"So what's the plan for tonight? You going to the festival or what?"
Sela had excused herself, and as she left the booth I fought like hell to avoid watching her walk away.
Thomas was staring me down with a strange look in his eyes, but he didn't say anything that would indicate he knew what I was thinking. I needed to be more careful. I needed to stop wearing my heart on my goddamn sleeve every time I was around her.
"I don't know. It seems a little over the top."
I was reluctant for any kind of recognition for my actions on that horrific night. It seemed so...wrong. If Thomas ever found out what I had to do with that fire...with Conner's death...I knew he would never forgive me.
I knew one day the past would catch up to me, I knew the things that I had hidden from my brothers would one day be my downfall. I didn't know it would be theirs as well.
Conner hadn't deserved his fate, and even as all my secrets went up in flames on that fateful night, I knew there would come a time where I would pay dearly for my sins.
I cleared my throat as he smiled softly, and I knew there was something else he needed to tell me. He hesitated for a while, looking back briefly towards where Sela had gone. There was a pain in his eyes I couldn't ignore. Something was wrong.
"Dashiel, the Director is dead."
I felt my heart sink and break in one breath, hoping against hope that what he was telling me wasn't true. The man had been the only father figure I had ever known. Uriel was his name, though he hated being called by it, and so The Director it was. When he had injured himself while we were still young children, he had placed Kokabiel, Conner, in charge of my welfare. Between him and Thomas, I never had to worry about being the target of the older children, but I still looked up to the old man as if he were family.
"What happened?"
Guilt flared inside me as I regretted not going to see him as promised. He held so few joys in his final days, and Thomas and I were the last of them.
I could see Thomas hesitating, and it dawned on me that he had the nerve to use my full name.
"And don't ever call me Dashiel again, Tomiel."
He snorted and then laughed, and belatedly I wondered where Sela had gone to. He tried to drop the subject of Uriel, but I needed to know what happened to him.
"You haven't answered me."
Sela chose that moment to emerge from the other end of the restaurant, and I couldn't help the way my eyes drifted to her and my breath caught in my throat. Thomas noticed, damn it, and I struggled to hide my embarrassment.
"See something you like, Dash?"
The question held no ill will, but there was a stern curiosity behind it that held a warning. He was aware of how I felt about Sela.
He wanted me to know that he was aware.
Fuck.
I exhaled and shook my head, trying to offer my apology without words, but Thomas let it go as soon as it had come up. He trusted me, and I knew that I wouldn't let him down.

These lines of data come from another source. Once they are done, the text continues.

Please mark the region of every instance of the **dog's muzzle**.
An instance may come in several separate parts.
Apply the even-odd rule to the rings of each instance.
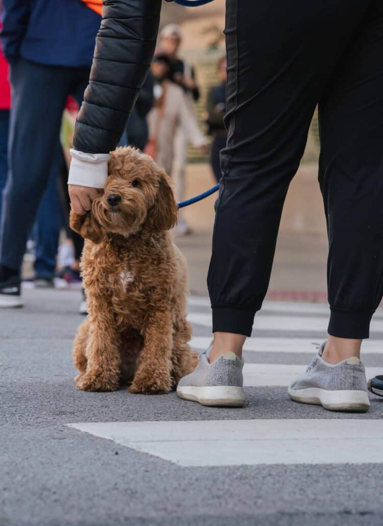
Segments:
[[[121,202],[121,196],[118,194],[111,194],[108,196],[106,200],[110,206],[117,206]]]

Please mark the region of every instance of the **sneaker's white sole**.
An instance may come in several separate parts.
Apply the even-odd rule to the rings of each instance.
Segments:
[[[23,307],[21,297],[9,294],[0,294],[0,308],[13,309],[17,307]]]
[[[362,412],[368,411],[370,401],[365,391],[327,391],[319,387],[305,389],[291,389],[290,398],[296,402],[322,406],[330,411],[350,411]]]
[[[243,387],[233,386],[182,386],[177,388],[177,394],[184,400],[218,407],[243,407],[246,400]]]

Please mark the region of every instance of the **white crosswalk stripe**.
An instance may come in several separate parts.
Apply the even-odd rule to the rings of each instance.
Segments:
[[[192,297],[189,305],[194,311],[189,313],[188,319],[196,333],[190,345],[195,349],[205,349],[211,337],[198,333],[200,334],[202,330],[203,334],[204,331],[206,334],[206,329],[201,327],[211,327],[208,299]],[[254,353],[255,360],[257,353],[267,353],[269,362],[245,363],[244,385],[250,388],[285,388],[304,372],[310,356],[315,354],[315,347],[311,343],[316,341],[319,343],[321,340],[310,338],[309,333],[320,331],[325,334],[328,308],[318,304],[265,302],[264,309],[264,312],[257,315],[256,328],[273,330],[274,335],[249,338],[245,350]],[[381,311],[379,315],[381,316]],[[383,331],[383,320],[378,318],[374,320],[371,330]],[[295,331],[294,337],[288,336],[291,331]],[[362,349],[368,355],[383,354],[383,340],[366,340]],[[278,363],[279,353],[296,356],[294,365]],[[300,353],[307,355],[301,363],[297,356]],[[383,363],[381,367],[366,367],[368,378],[381,373]],[[334,418],[334,413],[332,418],[326,418],[325,410],[323,411],[317,419],[258,419],[255,410],[254,418],[250,420],[248,413],[243,420],[84,422],[69,425],[185,467],[383,463],[383,420],[380,413],[374,416],[371,410],[369,418],[360,419],[345,418],[344,414]],[[330,442],[331,448],[328,447]]]
[[[188,319],[190,323],[203,327],[211,327],[211,315],[209,312],[190,312]],[[255,326],[260,330],[300,331],[313,332],[326,330],[328,320],[325,317],[278,316],[260,312],[257,315]],[[374,319],[371,330],[383,332],[383,320]]]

As Sela took her seat next to Thomas again, both of us immediately noticed that she seemed flustered and out of breath. I wanted to reach out, but hesitated and tried to push my guilt about Conner and my desperate need for information about The Director out of my mind. Sela looked terrified, but as soon as she was within our midst again, she seemed fine.
What had frightened her so much?
I looked towards the bathroom and noted no mysterious patrons who could have startled her.
"Are you all right?"
I watched as Thomas put his arms around her, comforting her with a kiss to her hair. I was desperately envious, and I struggled to hide it. My emotions were in turmoil, and at that moment I hated Thomas for what I couldn't have. The bastard still hadn't told me what had happened to the Director.
He was avoiding it, and in my heart, I knew something was wrong. Had it been one of the other boys? Had he taken his own life?
Whatever had happened, I knew I wasn't going to get much from Thomas.
He was...distracted.
"I'm going to head home and freshen up for tonight. I'll see you there, love. You too, right, Dash?"
Sela looked at me expectantly, and I couldn't say no, but I knew I was running short on time. I needed to get to the old orphanage before everything was boxed up and shuttered away forever.
Sela left us, and I wasted no time in trying to get an answer from Thomas.
"Thomas. Tell me what happened to him, or I'm going to go and find out myself."
He sighed heavily, watching me with those over-protective eyes he knew I hated. I wasn't a child any longer. I didn't need to be protected.
"He was murdered, Dash. The police still don't have anything. Stay away from the house, do you understand? They've put up police tape already. They're investigating. Let them investigate."
He warned me carefully, knowing damn well that I wasn't going to listen. I wasn't going to let the monster who had killed Uriel get away with it.
"Sela wants to see you there tonight. Don't forget. I...I have something big planned."
He smiled at me as I got up to leave, and I paused as he pulled the box from his pocket.
"Is it too soon? Maybe it's too soon."
His self-doubts were creeping up on him, and I knew I had to say something despite the lump that had formed in my throat.
"If you love her, it's never too soon, Thomas."